Pubblicato il 14 marzo 2002
Seduta n. 137
BERLINGUER, FASSONE, ANGIUS, PETRINI, BOCO, DEL TURCO, MANIERI, PAGLIARULO, CALVI, MALENTACCHI, TONINI, BASSANINI, PAGANO, MONTICONE, MARITATI, ACCIARINI, DI SIENA, FRANCO VITTORIA, VIVIANI, CHIUSOLI, BONFIETTI, IOVENE, BASSO, BRUNALE, ROTONDO, PIZZINATO, GUERZONI, DE PETRIS, DONATI, MARTONE, ZANCAN. - Al Ministro della giustizia. -
Premesso che:
Adriano Sofri sta espiando una pena di ventidue anni di reclusione per un delitto commesso nel maggio del 1972. Per tale delitto il procedimento è stato avviato nel 1988, ed è stato definito, incluso il giudizio di revisione, il 4 ottobre 2000. Della condanna di cui sopra Sofri ha già espiato un mese e 16 giorni di custodia cautelare, un mese e 6 giorni in custodia cautelare agli arresti domiciliari, due anni e sette mesi in esecuzione prima della sospensione della medesima in forza della richiesta di revisione, e circa venticinque mesi dopo il rigetto della richiesta ora detta: in totale, pertanto, poco meno di cinque anni di reclusione;
tra breve saranno decorsi trent’anni dal delitto per cui è stata pronunciata condanna. Erano circa ventotto allorché il processo si concluse definitivamente. È quindi legittima e doverosa la domanda sulla funzione della pena a tanti anni di distanza dal fatto. Quando l’esecuzione avviene a circa trent’anni dal reato, e soprattutto quando sono mutati radicalmente il contesto e le circostanze in cui si sono verificati i fatti, quando in questi anni il condannato ha dato ripetute, costanti ed inequivoche prove di un alto senso di maturità civile e di responsabilità, allora la pena non può aspirare ad alcuna funzione rieducativa, ma risponde inevitabilmente ad una pura logica retributiva, che non è coerente con le finalità volute dalla Costituzione. Ad evitare tale distorsione nella funzione della pena soccorrono, di regola ed entro i limiti di legge, i benefici penitenziari. Quando neppure essi sono idonei a sanare la situazione (come nel caso in esame), si apre lo spazio giuridico per la concessione della grazia: lo ha evidenziato a suo tempo, pur nel rigoroso rispetto delle proprie competenze, la stessa sentenza della Corte di Cassazione che ha rigettato l’istanza di revisione, scrivendo che «l’enorme lasso temporale decorso dal giorno dell’omicidio ad oggi» (ed altro tempo è ancora passato) produce «un effetto profondamente distorsivo dell’espiazione della pena, la quale ormai attualizza il solo elemento retributivo del delitto, ed è obiettivamente svincolata da ogni esigenza di emenda e di recupero dei condannati alla società»;
per queste ragioni taluno degli scriventi ha presentato a suo tempo al Presidente della Repubblica (non una domanda, né una proposta, alle quali non era giuridicamente legittimato) una sollecitazione all’esercizio d’ufficio del potere di grazia.

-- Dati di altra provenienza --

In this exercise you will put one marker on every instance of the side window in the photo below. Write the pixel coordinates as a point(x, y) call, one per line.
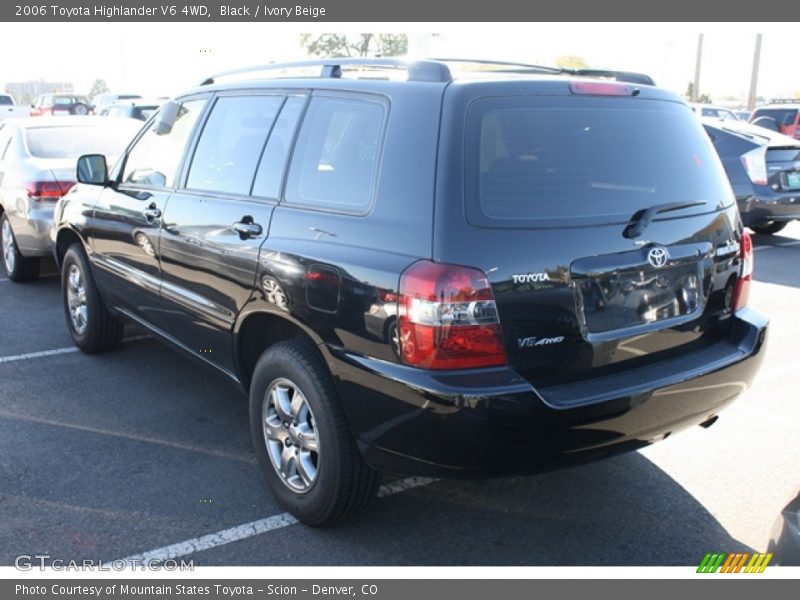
point(154, 159)
point(336, 157)
point(231, 143)
point(273, 162)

Tale richiesta, per quanto consta agli scriventi, non ha avuto sino ad ora esiti positivi, nemmeno sotto il profilo di una compiuta istruttoria da parte di codesto Ministro. E’ convinzione degli scriventi che i tempi siano ampiamente maturi per una risposta positiva: lo richiede la biografia del condannato, che già prima del processo, e apprezzabilmente anche in regime di detenzione, ha mostrato costante impegno ed attenzione ai diritti umani violati, alla condizione di tutti coloro che patiscono la pena del carcere (non solo i detenuti, ma anche i loro familiari, gli agenti di custodia, gli operatori tutti), contribuendo attivamente, proprio per l’autorevolezza conseguita, nel mantenere un carattere pacifico e responsabile in tutte le iniziative dei detenuti, anche in periodi di grave tensione carceraria,
si chiede di sapere:
se abbia avuto inizio l’istruttoria relativa alle istanze di grazia a favore di Adriano Sofri;
a che punto sia, in caso di risposta positiva, l’istruttoria stessa;
se il Ministro in indirizzo non ritenga di portarla a compimento con la maggiore sollecitudine possibile.